Tomalin, who has written biographies of Charles Dickens, Samuel Pepys and other writers, found that she could not simply deliver the young Wells and confesses that “I have found him too interesting to leave.” Thus, all of Wells’s life emerges here as she takes us carefully through three important, overlapping profiles of one of England’s enduring, most widely read and cited literary artists. One profile is Wells as a social activist determined, as he said, “to write, talk and preach revolution.” He was an atheist, a socialist and the author of scores of books where he frequently dreamed of a better social world; his political publications were as influential and popular as his groundbreaking science fiction tales, which he called “scientific romances.” We learn about his important though not entirely comfortable involvement with the visionary progressives in the Fabian Society. In his best-selling work “Anticipations,” he told a friend, his intention was “to undermine and destroy the monarch, monogamy and respectability — and the British Empire, all under the guise of a speculation about motorcars and electrical heating.” It is no little achievement that his 1940 “The Rights of Man” became “one of the sources for the 1948 Universal Declaration of Human Rights” proclaimed by the United Nations General Assembly.

Wells did, in fact, destroy monogamy and respectability in his own life. Examining at length this unpleasant, sad dimension, Tomalin enables us to see that “he was a bad husband and an unreliable lover,” with the person he hurt the most being his second wife, Jane, who “found herself abandoned for ever longer periods as the years went by, while he carried on his love affairs in blazes of publicity.”

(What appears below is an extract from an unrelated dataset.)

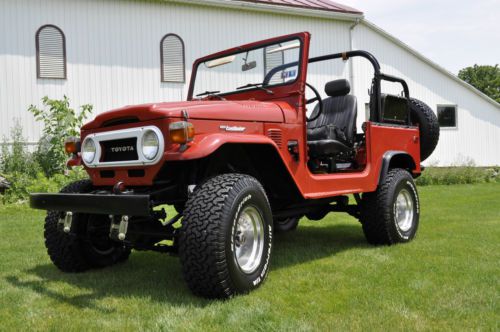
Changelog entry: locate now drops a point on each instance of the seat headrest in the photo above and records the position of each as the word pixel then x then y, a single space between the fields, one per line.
pixel 338 88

So it is this biography’s last profile of Wells as a prolific, original storyteller that ensorcelled me as a young reader and, as a writer, cemented my respect for him. Though he was often sick, and self-educated, his early literary labors were prodigious. Before his success with “The Time Machine,” he took work copying diagrams for slides sold to medical students, tutored students, devised quiz questions for cheap magazines and wrote two popular science textbooks, one of which he illustrated, yet to him they were hackwork. He edited a journal and weekly, churned out book reviews, tried his hand unsuccessfully at playwriting, sold lightweight pieces to The Pall Mall Gazette, which, to his surprise, earned him more money than he received from teaching. All this is but the iceberg’s tip of his voluminous literary outpourings.

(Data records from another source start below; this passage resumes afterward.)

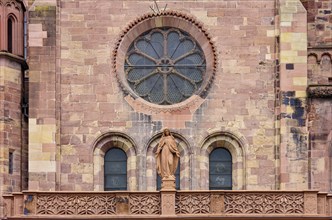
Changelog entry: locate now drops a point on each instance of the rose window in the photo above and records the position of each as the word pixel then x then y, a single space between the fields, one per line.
pixel 165 66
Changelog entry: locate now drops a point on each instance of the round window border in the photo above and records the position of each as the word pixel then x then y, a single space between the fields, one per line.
pixel 174 19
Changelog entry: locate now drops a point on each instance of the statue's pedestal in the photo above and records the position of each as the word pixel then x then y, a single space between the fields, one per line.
pixel 168 184
pixel 168 197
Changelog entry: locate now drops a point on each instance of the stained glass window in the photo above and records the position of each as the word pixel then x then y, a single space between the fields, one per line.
pixel 220 169
pixel 165 66
pixel 115 170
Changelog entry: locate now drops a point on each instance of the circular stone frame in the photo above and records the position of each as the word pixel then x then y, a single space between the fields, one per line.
pixel 165 19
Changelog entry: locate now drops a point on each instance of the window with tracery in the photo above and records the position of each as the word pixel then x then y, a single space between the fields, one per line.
pixel 220 169
pixel 165 66
pixel 115 170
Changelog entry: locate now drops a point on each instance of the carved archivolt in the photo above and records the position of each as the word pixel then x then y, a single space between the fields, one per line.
pixel 235 146
pixel 102 145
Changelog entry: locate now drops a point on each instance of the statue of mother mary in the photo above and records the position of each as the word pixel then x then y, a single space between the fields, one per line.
pixel 167 156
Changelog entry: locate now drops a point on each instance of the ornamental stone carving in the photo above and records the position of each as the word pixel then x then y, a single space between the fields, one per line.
pixel 320 91
pixel 264 203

“There was a period when he was turning out 7,000 words a day,” writes Tomalin. “He kept working at what seems an impossible rate, producing stories so varied one might easily think they came from a team of writers.” Few writers will equal his worldwide impact on letters. With Jules Verne and the publisher Hugo Gernsback, he invented the genre of science fiction. A crater on the moon’s far side is named after him. Nominated four times for the Nobel Prize in Literature, Wells, the futurist, foresaw the coming of aircraft, tanks, the sexual revolution, the atomic bomb, and created the classic templates for every story that has been written about alien invasion (his inspiration for “The War of the Worlds,” says Tomalin, was “Tasmania, and the disaster the arrival of the Europeans had been for its people, who were annihilated”) and time travel (he was the first to imagine such travel made possible by a machine).

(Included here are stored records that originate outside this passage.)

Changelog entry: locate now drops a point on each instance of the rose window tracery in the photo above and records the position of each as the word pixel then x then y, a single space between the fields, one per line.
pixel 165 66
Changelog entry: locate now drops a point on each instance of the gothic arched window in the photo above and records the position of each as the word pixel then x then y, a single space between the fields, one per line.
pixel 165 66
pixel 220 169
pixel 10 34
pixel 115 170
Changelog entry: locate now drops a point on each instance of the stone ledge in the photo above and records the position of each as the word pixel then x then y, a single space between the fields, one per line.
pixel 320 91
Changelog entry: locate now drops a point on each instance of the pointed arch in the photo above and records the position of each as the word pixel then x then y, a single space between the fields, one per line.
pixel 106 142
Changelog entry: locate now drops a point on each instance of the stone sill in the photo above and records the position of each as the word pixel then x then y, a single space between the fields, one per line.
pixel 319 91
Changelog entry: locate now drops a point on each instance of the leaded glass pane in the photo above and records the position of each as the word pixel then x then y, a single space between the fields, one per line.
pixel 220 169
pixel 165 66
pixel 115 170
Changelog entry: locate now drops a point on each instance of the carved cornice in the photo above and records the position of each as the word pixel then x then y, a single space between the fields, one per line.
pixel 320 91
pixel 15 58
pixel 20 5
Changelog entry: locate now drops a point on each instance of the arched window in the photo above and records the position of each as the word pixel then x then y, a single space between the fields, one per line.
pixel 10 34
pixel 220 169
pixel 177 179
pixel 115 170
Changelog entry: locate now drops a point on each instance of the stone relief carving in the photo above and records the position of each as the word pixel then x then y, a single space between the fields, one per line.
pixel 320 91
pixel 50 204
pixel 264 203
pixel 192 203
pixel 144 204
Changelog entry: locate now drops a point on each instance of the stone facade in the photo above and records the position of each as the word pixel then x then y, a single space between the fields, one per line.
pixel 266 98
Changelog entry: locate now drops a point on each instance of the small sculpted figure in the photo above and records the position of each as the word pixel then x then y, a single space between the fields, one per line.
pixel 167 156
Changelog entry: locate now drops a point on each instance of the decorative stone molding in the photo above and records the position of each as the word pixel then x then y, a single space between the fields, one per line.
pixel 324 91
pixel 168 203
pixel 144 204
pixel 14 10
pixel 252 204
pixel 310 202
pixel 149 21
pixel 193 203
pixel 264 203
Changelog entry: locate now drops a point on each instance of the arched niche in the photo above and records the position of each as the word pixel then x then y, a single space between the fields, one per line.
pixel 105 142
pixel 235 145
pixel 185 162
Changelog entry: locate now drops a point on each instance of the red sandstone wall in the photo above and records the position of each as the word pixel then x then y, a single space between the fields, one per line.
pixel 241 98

Would that I could mention all the illuminating details in this biography, for example, why Wells praised Black Americans so highly, saying, “I took a mighty liking to these gentle, human, dark-skinned people,” and “Whatever America has to show in heroic living today, I doubt if she can show anything finer than the quality of the resolve, the steadfast efforts hundreds of black and colored men are making today to live blamelessly, honorably and patiently, getting by themselves what scraps of refinement, beauty and learning they may, keeping their hold on a civilization they are grudged and denied.” This book’s subtitle is exactly right, for Wells did change our world. And Tomalin’s account of his early years educates and entertains, despite the difficulty of delivering the large life and legacy of H. G. Wells in a single volume.